Hot and dry conditions increase the odds of wildfires, but even without extreme conditions, rising global temperatures — the result of increasing CO2 and other greenhouse gas emissions — make wildfires more likely.

Several studies have found global warming is effectively lengthening the wildfire season by coaxing the early arrival of spring and prolonging the end of autumn.

“The changing seasonal cycle provides powerful and novel evidence for a significant human effect on Earth’s climate,” Benjamin Santer, an atmospheric scientist at the Lawrence Livermore National Laboratory in California, said earlier this year.

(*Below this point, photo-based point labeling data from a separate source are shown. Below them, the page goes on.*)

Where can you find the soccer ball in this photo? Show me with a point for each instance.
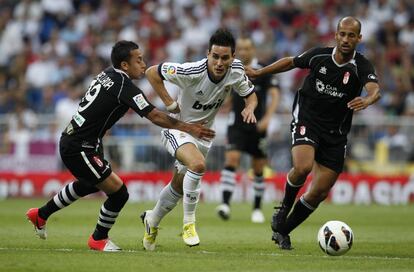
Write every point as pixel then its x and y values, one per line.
pixel 335 238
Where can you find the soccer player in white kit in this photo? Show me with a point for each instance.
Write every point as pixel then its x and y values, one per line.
pixel 204 85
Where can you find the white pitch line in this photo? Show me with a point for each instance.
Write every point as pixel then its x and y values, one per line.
pixel 218 253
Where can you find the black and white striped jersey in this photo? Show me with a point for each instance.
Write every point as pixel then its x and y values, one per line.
pixel 199 97
pixel 108 98
pixel 322 99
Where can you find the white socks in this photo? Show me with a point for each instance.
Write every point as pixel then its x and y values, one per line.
pixel 191 189
pixel 167 201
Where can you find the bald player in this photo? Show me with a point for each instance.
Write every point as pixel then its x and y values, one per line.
pixel 322 117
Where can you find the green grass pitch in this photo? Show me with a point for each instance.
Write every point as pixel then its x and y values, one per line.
pixel 384 241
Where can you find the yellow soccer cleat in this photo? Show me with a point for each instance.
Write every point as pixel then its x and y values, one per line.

In addition to raising temperatures and prolonging fire season, research suggests climate change is also slowing weather patterns, increasing the odds that extreme weather patterns stick around. Extreme heat plagued California for much of the summer, and several studies suggests a slowing jet stream is one reason why.

As the Arctic warms, the temperature gradient that drives the jet stream is weakening. Scientists think a slower, more sporadic jet stream helps explain the increase in extreme weather and holding patterns. The phenomenon can explain both prolonged droughts and extreme precipitation events.

“The heat waves and drought that are related to such jet stream extremes happen on top of already increasing temperatures and global warming — it’s a double whammy,” Valerie Trouet, a scientist at Arizona’s Laboratory of Tree-Ring Research, said in January.

Over the last several decades, as humans accelerated climate change, they also expanded into fire-prone regions, building homes that require protection. Many researchers think aggressive fire suppression policies have kept forest unnaturally thick, making them more prone to severe fire when flames grow out of control.

Unfortunately, all of these phenomena fuel negative feedback loops. Studies suggest smaller shrubs and trees — more fire-prone species — can outcompete larger trees in forests degraded by heat, drought and fire, ensuring the next fire will be worse than the last.

“As the climate continues to warm, big severe wildfires will be more frequent, and the dry conditions that follow will increasingly favor shrubs over conifers,” Harvard ecologist Jonathan Thompson said in April.

One study found wildfires in Africa encourage drought conditions, which in turn, make wildfire more likely.

No research can prove that global warming alone caused a single fire, including the fires currently raging across California. But the growing body of climate science research suggests wildfires will remain a growing problem as long as humans continue to alter the climate. And as large fires continue to rage, carbon will be returned to the atmosphere, impeding the goal of limiting global temperature increases to less than 2 degrees Celsius.